「局啊,都是局。」香菸還沒抽完,楚平正吹著茶杯上的熱氣,準備喝茶的時候,諸葛縣長突然嘆息著說,這語氣嚇了楚平一跳。
「我們啊,都在局裡。」諸葛縣長看楚平一面迷惑的樣子,突然笑著說,「是了,今天難得和你聊起這局的事情。」
楚平本來是急著去找周憲國彙報的,既然諸葛縣長說這話了,那自己可得好好坐下來聽聽。
於是又很虔誠的坐著,捧著茶杯像學生一樣聽諸葛縣長佈道。
「這政治,政治這玩意啊,說不清道不明,要多悟才行,什麼所謂的政局,政局,實際上就是一個個的局。」楚平從來沒想到,諸葛縣長會和他講這些,但也正是這些,卻影響了他很多,雖然到後來,不知道自己到底是被向好的方向影響,還是向壞的方向影響。
「既然是局。」諸葛縣長慢悠悠的說,很是愜意的抽著香菸,讓楚平感受到這種神秘的氣息,「那自然有佈局的人,有局中之人,有局外之人,有想進局之人,有想跑出局外去之人,等等諸如此類,就像錢鍾書說的圍城一樣。」
還這麼複雜啊。
「但是有一個原則我告訴你。」諸葛縣長似乎在考慮,到底要不要和楚平說,終於還是吐著菸圈說,「如果你做佈局之人,那一定要將這個局布死。」
「死局?」楚平覺得有些恐怖。
「是的,不過這個死局。並不是說大家都沒生機。」諸葛縣長繼續解釋說,「而是說,佈局地人要考慮各方因素,把各個角落都布好,讓這個局的生死完全掌握在你手裡,所謂翻手為雲、覆手為雨,這就是真正的死局。」
「布這樣局的人。那是高手。」楚平直覺布這樣局的人肯定是高手中的高手,所以就拖口而出說。
「是啊。只有是真正的高手,才能布出這樣地局,但只有真正的高手和真正地強者結合,才能布出這樣有效的死局。」諸葛縣長嘆息著說,一番我心向往的神態。
「死局並不是說,這個局是死的,大家都要死。」諸葛縣長看楚平有些糊塗。繼續解釋說,「而是佈局的人要能完全控制住,你控制不了的局,就是活局,最後朝著什麼方向發展,你都不知道,說不定反過來咬你一口也未可知。」
「哦,這樣。」楚平簡單的回答。
「如果你是局中之人。或是想進局之人,甚至是無奈被拉進局中地人,那就要爭取讓局活起來,而不是讓局變死。」諸葛縣長繼續說。
「變活?活局?」楚平剛清醒一點,又被諸葛縣長說糊塗了。
「是的,這個活局。和上面那個死局不是對應的。」諸葛縣長這話讓楚平糊塗了,看著楚平越來越糊塗的樣子,諸葛縣長倒開心的笑了,「這個活局的意思,是相對局中人來說的,在局中的人來說地,和前面那個死局的是不一樣的。」
「對於局中人來說,活局那就是大家都能得到好處,大家一起把這個局做大,無論自己這個局是不是能被佈局的人控制。」看著楚平糊塗迷糊的眼神。諸葛縣長繼續解釋。「說清楚一點,就是大家都能得到益處。而不是最後都受到懲罰。」
「利益?」楚平有些明白了。
「是的,在官場中,利益是局中最大地紐帶,也是最有效的紐帶,維持政局中最有效的東西,就是利益這兩個字。
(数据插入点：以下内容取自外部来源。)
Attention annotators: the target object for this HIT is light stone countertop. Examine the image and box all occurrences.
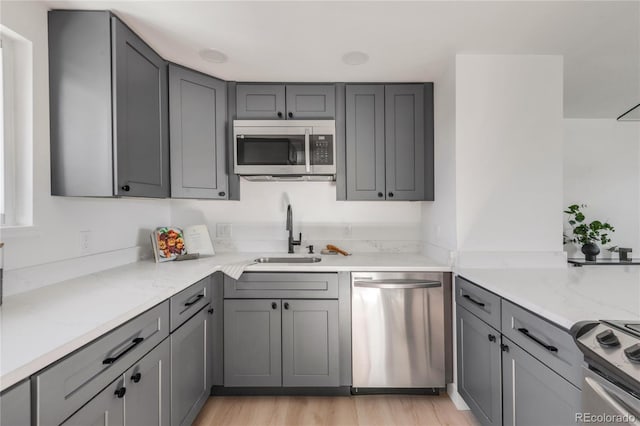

」諸葛縣長繼續說,「有利益的局,大家都喜歡,這樣的局就是活局,大家雖然都在局中,即使被別人控制,即使屈尊在下,但都能得到各自的利益和好處,所謂流水不腐嘛,這總比啥好處也得不到好,就更不要說那種結果大家都進牢房的壞死局了。」
楚平這才明白了一點,就如西藍花這個局。
「如果你是局中人,又是你因為你把這個局拉成死局,那不管是局中的人,還是佈局的人,都會恨你。」諸葛縣長繼續說,「你想,本來大家都能得到好處,因為你一弄,把事情弄砸了,大家啥好處也得不到,能不恨你嗎?」
「這就好比是魚死網破,你不但讓網破了,還要網中其他的魚也跟著你死地死,傷地傷,慘的慘,不要說其他地魚不會幫你,其他的魚還會一起殺了你。」諸葛縣長自己解釋的也越來越糊塗了,「所以,不是到了迫不得已,絕對不要使魚死網破這招。」
從諸葛縣長辦公室稀裡糊塗出來,楚平在周憲國秘書小肖的辦公室坐了好一會,這才去周老闆的辦公室。